Health, where prices overall fell by 1.4% this year compared with a rise of 0.2% a year ago.
The effect came from pharmaceutical products, particularly pain killers and antihistamine
tablets, and other medical and therapeutic products, particularly daily disposable soft
Does anybody believe health costs are falling?
On the other side of the coin was this.
Food and non-alcoholic beverages, with prices rising by 0.5% this year compared with a smaller rise of 0.1% a year ago.
The details are for the CPIH measure because our statistical establishment is so desperate to get it a mention they only break the numbers down for it. From the point of view of the Bank of England Governor Andrew Bailey can add the new CPI number to the letter he is presently composing to the Chancellor to explain why it is more than 1% below target. His quill pen is probably being dipped into the Bank of England official ink no doubt being held by a flunkey right now as he explains how he will expand QE by another £100 billion or so in response. That is something of a Space Oddity as of course QE will boost the asset prices it ignores. Oh well! As Fleetwood Mac would say.
Retail Prices Index
This too saw a fall in the annual rate.
The all items RPI annual rate is 1.0%, down from 1.5% last month……..The all items RPI is 292.2, down from 292.6 in April.
I note that on a monthly basis the RPI fell. If it did that more often it would quickly be back in official favour! Also even under the old system the Governor of the Bank of England would have to get his quill pen out.
The annual rate for RPIX, the all items RPI excluding mortgage interest payments (MIPs), is
1.3%, down from 1.6% last month
As to credibility of our inflation numbers I am afraid this is another downgrade.
The published RPI annual growth rate for April 2020 was 1.5%. If the index were to be recalculated
using the correct interest rate, it would reduce the RPI annual growth rate by 0.1 percentage points
To get mortgage rates wrong is really rather poor and it was not the only mistake.
In addition, an error has been identified in the adjustment made to reflect a change in product size
for a single price quote for “canned tuna” collected in April 2020.
As you can see there is a large amount of doubt about the inflation numbers right now. This has not stopped much of the media from already setting the scene for more monetary policy easing. The Bank of England votes later today and it has the problem that the Deputy Governor for this area Ben Broadbent has actively demonstrated a wide-ranging ignorance of the issues. Just as a reminder I expect them to vote for at least another £100 billion of QE bond buying. This is in spite of the fact that the asset prices it will boost are ignored by the CPI inflation measure they target.

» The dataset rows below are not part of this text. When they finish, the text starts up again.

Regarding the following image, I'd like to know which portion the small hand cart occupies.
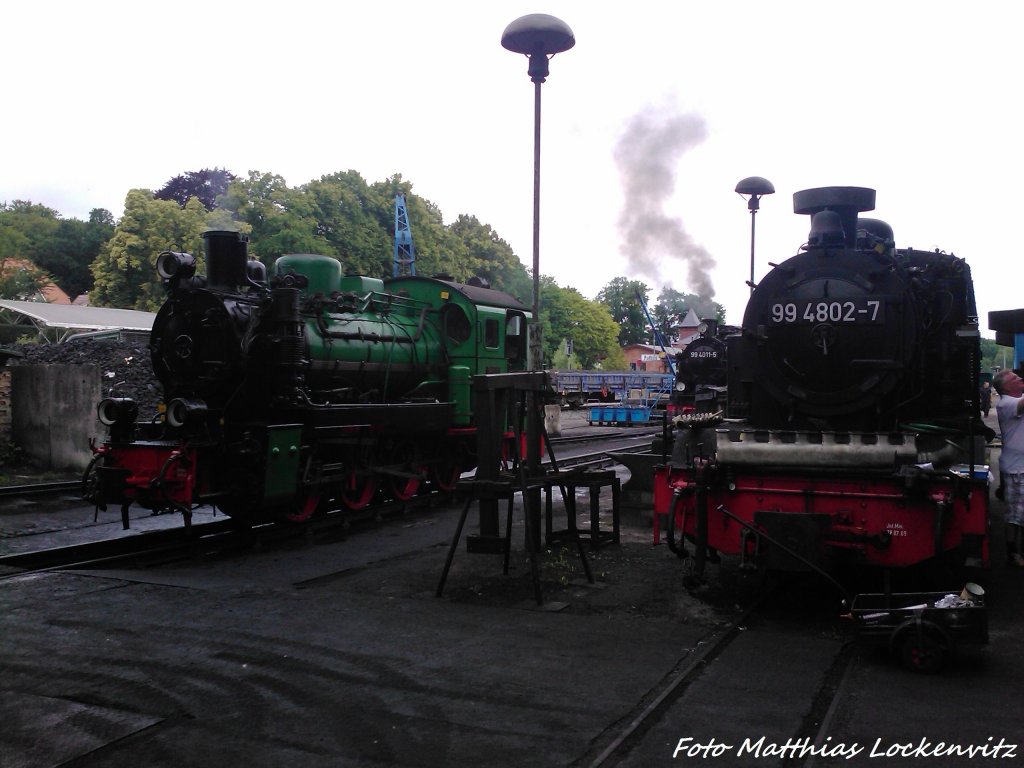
[850,585,988,672]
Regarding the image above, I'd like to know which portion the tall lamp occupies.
[736,176,775,293]
[502,13,575,371]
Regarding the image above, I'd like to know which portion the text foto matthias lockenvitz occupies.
[672,736,1018,760]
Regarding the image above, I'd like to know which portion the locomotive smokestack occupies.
[793,186,874,248]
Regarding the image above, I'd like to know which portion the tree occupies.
[451,213,534,305]
[0,256,50,301]
[0,201,114,297]
[597,278,650,346]
[541,278,622,368]
[90,189,207,311]
[153,168,236,211]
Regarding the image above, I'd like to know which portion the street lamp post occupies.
[502,13,575,548]
[502,13,575,371]
[736,176,775,293]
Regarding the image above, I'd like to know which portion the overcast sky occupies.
[0,0,1024,337]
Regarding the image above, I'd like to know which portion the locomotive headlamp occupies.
[96,397,138,427]
[157,251,196,280]
[167,397,207,427]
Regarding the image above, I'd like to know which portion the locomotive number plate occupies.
[771,298,885,324]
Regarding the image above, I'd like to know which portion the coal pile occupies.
[7,339,163,420]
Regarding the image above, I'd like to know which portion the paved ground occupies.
[0,411,1024,768]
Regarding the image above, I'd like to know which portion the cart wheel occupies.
[900,632,946,674]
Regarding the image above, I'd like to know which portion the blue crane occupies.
[637,291,676,376]
[391,193,416,278]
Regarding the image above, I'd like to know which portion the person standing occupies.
[992,369,1024,567]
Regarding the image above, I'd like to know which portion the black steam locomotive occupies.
[668,318,739,417]
[654,187,989,572]
[85,231,529,521]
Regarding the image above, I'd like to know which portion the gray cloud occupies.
[614,109,715,299]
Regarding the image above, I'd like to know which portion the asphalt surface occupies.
[0,415,1024,768]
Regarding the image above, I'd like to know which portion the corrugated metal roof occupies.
[0,299,157,332]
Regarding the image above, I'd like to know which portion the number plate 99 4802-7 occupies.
[771,298,885,324]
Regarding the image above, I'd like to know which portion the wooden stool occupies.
[545,470,622,548]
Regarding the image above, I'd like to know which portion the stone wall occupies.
[9,364,105,470]
[0,368,11,446]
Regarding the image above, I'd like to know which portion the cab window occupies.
[441,304,473,344]
[505,312,526,362]
[483,317,501,349]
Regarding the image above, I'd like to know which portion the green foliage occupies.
[89,189,209,311]
[541,278,625,369]
[981,339,1014,374]
[597,278,650,346]
[0,201,114,298]
[0,256,50,301]
[153,168,234,211]
[9,169,532,309]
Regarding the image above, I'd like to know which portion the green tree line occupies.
[0,169,724,369]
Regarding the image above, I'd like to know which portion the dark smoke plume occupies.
[614,109,715,299]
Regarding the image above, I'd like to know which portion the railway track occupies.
[0,432,649,579]
[571,577,858,768]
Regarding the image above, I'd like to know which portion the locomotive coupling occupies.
[96,397,138,427]
[167,397,207,427]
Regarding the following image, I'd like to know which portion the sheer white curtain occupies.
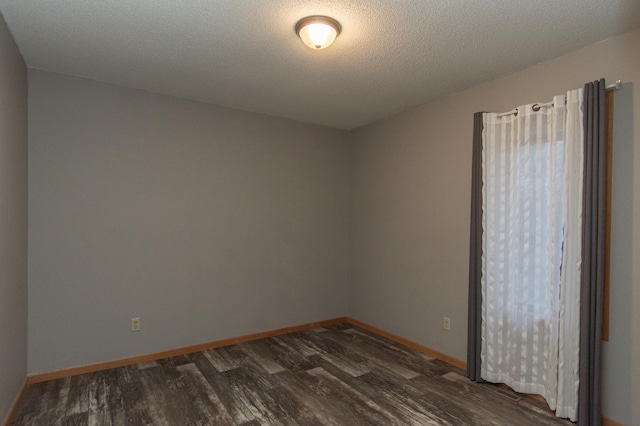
[481,89,583,420]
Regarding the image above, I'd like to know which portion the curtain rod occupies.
[498,80,622,117]
[605,80,622,90]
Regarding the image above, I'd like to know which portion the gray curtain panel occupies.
[467,112,483,382]
[578,79,607,426]
[467,79,607,426]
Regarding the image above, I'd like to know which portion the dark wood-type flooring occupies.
[9,324,572,426]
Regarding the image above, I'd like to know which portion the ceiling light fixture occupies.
[296,16,342,50]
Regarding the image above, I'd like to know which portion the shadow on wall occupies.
[602,83,634,424]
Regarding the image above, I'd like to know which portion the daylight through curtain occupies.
[478,89,583,420]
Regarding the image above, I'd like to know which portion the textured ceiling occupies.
[0,0,640,129]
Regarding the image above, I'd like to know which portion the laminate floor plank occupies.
[8,324,572,426]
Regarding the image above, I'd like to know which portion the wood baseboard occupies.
[18,317,625,426]
[346,317,467,370]
[2,380,27,426]
[26,317,347,384]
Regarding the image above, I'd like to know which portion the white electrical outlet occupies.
[131,318,140,331]
[442,317,451,331]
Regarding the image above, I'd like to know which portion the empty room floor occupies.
[9,324,573,426]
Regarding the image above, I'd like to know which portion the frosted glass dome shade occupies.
[296,16,342,50]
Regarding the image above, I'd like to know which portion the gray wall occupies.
[0,14,27,421]
[349,31,640,424]
[28,70,349,373]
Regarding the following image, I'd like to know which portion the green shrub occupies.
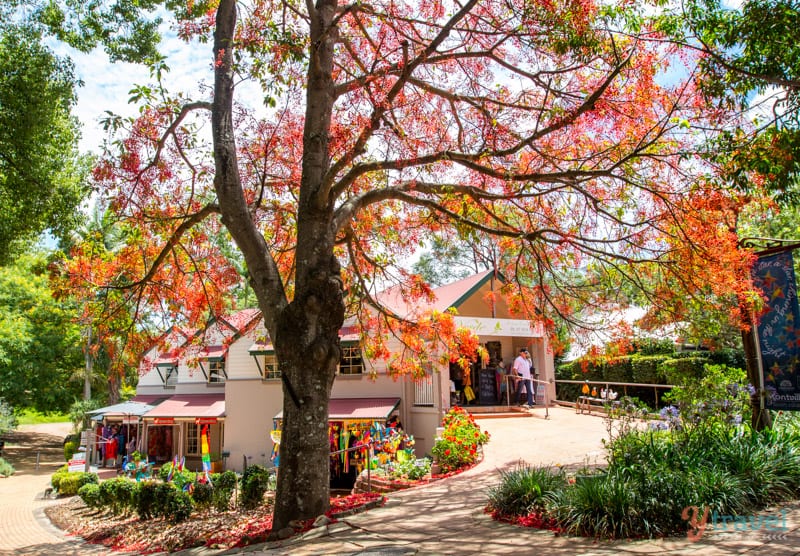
[708,348,747,369]
[431,407,489,473]
[658,354,709,384]
[603,355,633,382]
[0,458,17,477]
[242,464,270,509]
[553,475,642,539]
[51,471,99,496]
[162,488,193,523]
[50,464,69,492]
[64,440,80,461]
[158,462,172,482]
[387,458,431,481]
[153,483,178,517]
[192,481,214,510]
[211,471,239,512]
[633,338,675,356]
[134,480,163,519]
[78,483,103,508]
[488,465,567,516]
[631,355,668,384]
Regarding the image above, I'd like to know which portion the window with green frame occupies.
[208,359,225,383]
[339,342,364,375]
[261,352,281,380]
[164,365,178,388]
[186,423,200,456]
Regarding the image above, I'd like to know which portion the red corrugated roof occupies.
[197,346,228,359]
[130,394,169,405]
[144,393,225,419]
[378,270,493,316]
[275,398,400,421]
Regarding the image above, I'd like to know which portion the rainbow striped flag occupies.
[200,425,211,484]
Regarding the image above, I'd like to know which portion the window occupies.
[208,359,226,382]
[164,365,178,388]
[263,353,281,380]
[339,343,364,375]
[186,423,200,456]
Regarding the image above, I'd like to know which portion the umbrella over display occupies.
[86,401,155,417]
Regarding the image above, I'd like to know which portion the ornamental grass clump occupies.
[487,366,800,538]
[431,406,489,473]
[487,465,567,517]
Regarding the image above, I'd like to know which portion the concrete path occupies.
[0,423,103,556]
[0,408,800,556]
[223,408,800,556]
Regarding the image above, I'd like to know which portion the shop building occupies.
[128,272,555,471]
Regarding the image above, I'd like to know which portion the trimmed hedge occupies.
[603,355,633,382]
[50,465,100,496]
[659,355,710,384]
[242,464,270,509]
[631,355,669,384]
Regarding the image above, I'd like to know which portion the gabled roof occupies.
[378,270,502,316]
[214,309,261,335]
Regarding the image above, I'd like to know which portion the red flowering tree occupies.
[49,0,760,528]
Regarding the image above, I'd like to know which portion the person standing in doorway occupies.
[513,348,534,407]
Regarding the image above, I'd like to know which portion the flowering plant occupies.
[432,406,489,473]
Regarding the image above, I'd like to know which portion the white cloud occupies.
[59,30,213,153]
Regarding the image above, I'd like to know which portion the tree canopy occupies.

Meanwhile some new research has suggested that prices are in fact rising more quickly, and the emphasis is mine.
In this paper, we use detailed scanner data to provide a portrait of inflation during the Great Lockdown, covering millions of transactions in the UK fast-moving
consumer goods sector. We find that there was an unprecedented spike in inflation at the beginning of lockdown, which coincided with a reduction in product variety.
Indeed there was more.
The price increases we found for many categories, including those not subject to demand spikes, indicate supply disruptions and changes in market power may be playing an important role.
This has a consequence.
Many households are subject to reduced
income and liquid wealth, and higher prices for foods, drinks and household goods
will feed into squeezed household budgets
Here are the numbers.
First, we find that in the first month of lockdown month-to-month inflation was
2.4%. This sharp upturn in inflation is unprecedented across the preceding eight
So thank you to Xavier Jaravel and Martin O’Connell for this paper which suggests that as well as Fake News we also have to contend with fake official statistics.